One of the biggest challenges the hospitality industry is facing is a shortage of chefs — but we’ve got an idea of how to deal with it.

 

One of the biggest challenges that the hospitality industry has seen for decades is the ever-growing chef shortage crisis — there hasn’t been an end in sight and with an increasing number of chefs leaving kitchens every month, now is the time for real action.

Like all industries, hospitality isn’t any different when it comes to pressure, though working long hours in a hot kitchen has a more direct impact, leading to a rise in suicide and substance abuse. We need to take action quickly, just like we need to become a more nurturing industry — one that genuinely cares for our people and their well-being.

Since joining The Student Hotel, we’ve looked at lots of ways to reduce the stress, and after talking to our teams we quickly noticed what was always discussed — long hours and the impact this has on both sickness and team turnover. We realized we needed act quickly in some of our locations — our people are incredibly important, after all.

When we asked them about the one thing we could do immediately to help them, the popular answer by far was to reduce their hours, the days and the types of shift patterns which create this mental pressure.

Closely working with our teams, we launched a pilot for a 4-day working week, including above-average time for breaks and time off between shifts — this means nobody has to work a breakfast shift when they worked a late night the day before.

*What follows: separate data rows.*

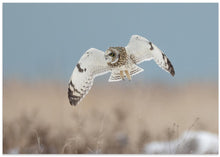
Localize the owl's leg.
[120,71,125,80]
[125,70,131,81]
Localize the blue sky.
[3,3,218,83]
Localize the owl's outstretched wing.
[125,35,175,76]
[68,48,110,105]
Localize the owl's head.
[105,47,120,64]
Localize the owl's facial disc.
[105,48,119,64]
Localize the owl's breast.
[108,47,132,69]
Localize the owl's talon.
[125,70,131,81]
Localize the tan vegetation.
[3,80,218,154]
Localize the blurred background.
[3,3,218,154]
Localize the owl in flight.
[68,35,175,105]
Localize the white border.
[0,0,220,156]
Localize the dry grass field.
[3,80,218,154]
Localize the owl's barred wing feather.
[68,48,110,105]
[125,35,175,76]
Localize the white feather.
[68,48,110,105]
[125,35,175,75]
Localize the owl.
[68,35,175,106]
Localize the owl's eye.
[109,52,115,57]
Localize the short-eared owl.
[68,35,175,105]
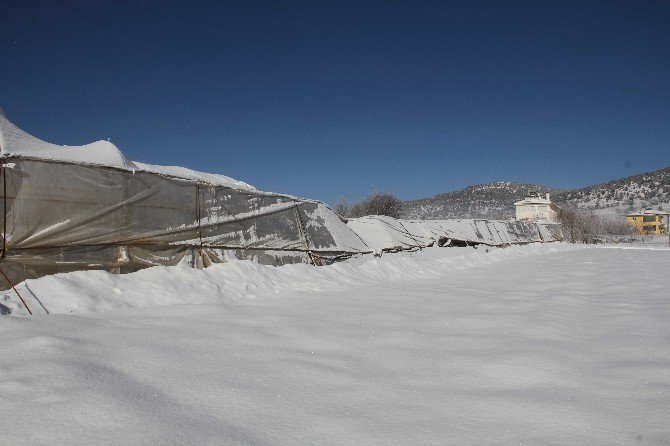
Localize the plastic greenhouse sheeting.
[347,215,564,252]
[0,113,561,289]
[0,112,370,289]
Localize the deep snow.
[0,244,670,445]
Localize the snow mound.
[0,243,576,315]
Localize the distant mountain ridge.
[403,167,670,220]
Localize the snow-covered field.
[0,244,670,445]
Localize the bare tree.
[558,209,636,243]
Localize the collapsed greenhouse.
[0,113,562,289]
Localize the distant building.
[514,192,558,221]
[626,209,670,234]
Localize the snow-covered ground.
[0,244,670,445]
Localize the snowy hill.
[403,167,670,219]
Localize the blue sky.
[0,1,670,204]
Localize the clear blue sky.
[0,0,670,204]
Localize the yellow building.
[626,209,670,234]
[514,192,558,221]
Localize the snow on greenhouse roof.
[0,109,255,190]
[0,113,133,169]
[133,161,255,190]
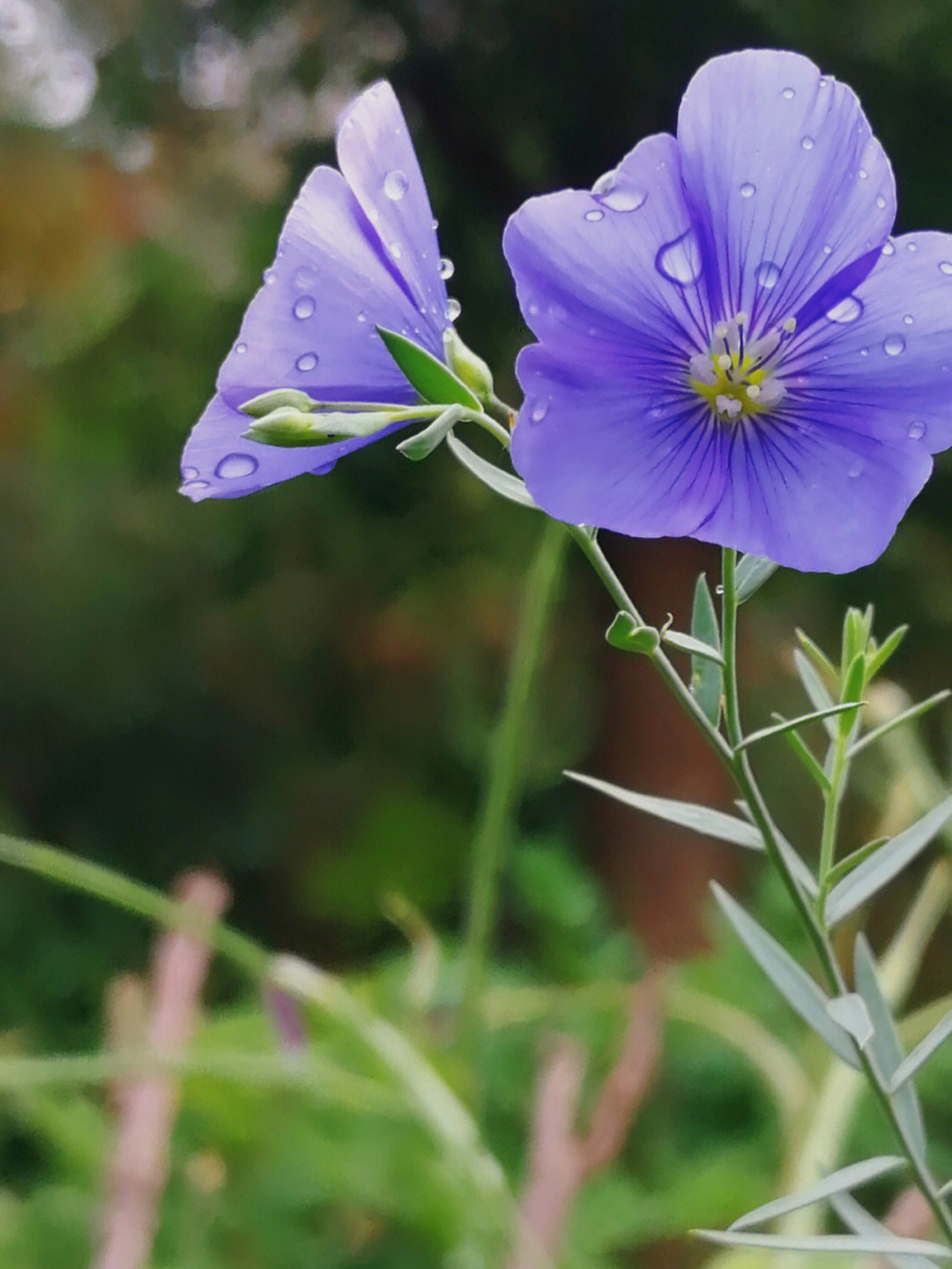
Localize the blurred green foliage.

We quickly started to notice a difference in how our teams were performing — including an improvement in their sickness rates. When we started giving our teams this kind of time off, they suddenly felt refreshed when they came back for their next shift, increasing their productivity significantly.

Then something else happened — our existing team started to recommend their workplace environment to their friends within the industry. This made us spend less time on recruitment, allowing us to focus more on developing our team.

All in all, it’s safe to say that our pilot location has worked — that’s why we’re now preparing the plan to role this out across our organisation in the coming months. If we’ve learned one thing from this, is that you should never underestimate the pressure that our chefs face daily, and that we need to encourage and nurture both new and existing talent, both already on our team and externally.